Soludo canvassed the help of the media to educate Nigerians on the dangers of patronising the parallel markets.
"It is for you in the media, to help us in communicating these facts to Nigerians that the exchange rate for the Naira is the official exchange rate because that is where more than 95 per cent of the transactions take place.
"With the new reform and our decision to now fund the exchange rate operated by the banks, and when the class ABCD also register, we will also be able to make cash available to them.
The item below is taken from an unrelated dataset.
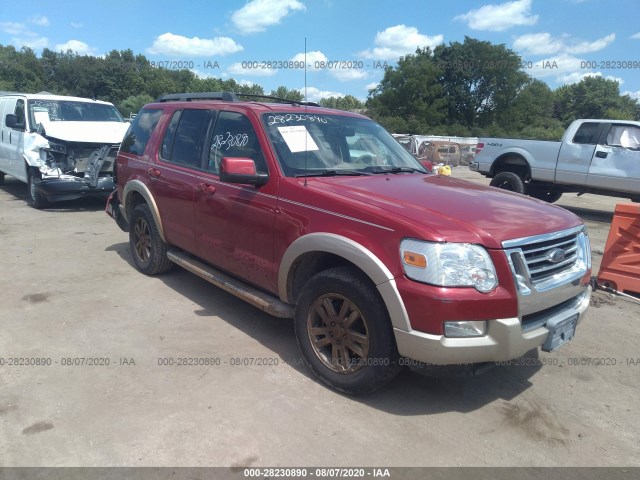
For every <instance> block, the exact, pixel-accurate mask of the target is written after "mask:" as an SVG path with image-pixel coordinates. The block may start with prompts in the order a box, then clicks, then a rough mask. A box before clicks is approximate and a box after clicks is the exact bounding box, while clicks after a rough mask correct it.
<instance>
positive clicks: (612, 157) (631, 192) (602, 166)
mask: <svg viewBox="0 0 640 480" xmlns="http://www.w3.org/2000/svg"><path fill="white" fill-rule="evenodd" d="M606 127H607V128H606V129H605V130H604V131H603V133H602V134H601V137H600V141H599V142H598V145H597V146H596V147H595V151H594V154H593V160H592V161H591V165H590V167H589V175H588V177H587V185H588V186H590V187H595V188H604V189H607V190H615V191H618V192H631V193H635V194H640V127H638V126H637V125H633V124H625V123H611V124H606Z"/></svg>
We believe that the rate will be crashing down very seriously in the days ahead and that most of the transactions in the other market will be those who want to avoid documentation," he said.
Asked if CBN could meet the demands given the fact that the government was receiving reduced foreign exchange, Soludo said the signals from rates at the various markets as at yesterday's morning revealed that the rates had begun to respond.
He said the naira went as far as N190 last week but as at yesterday, adding that they were buying at N178 and selling at N181.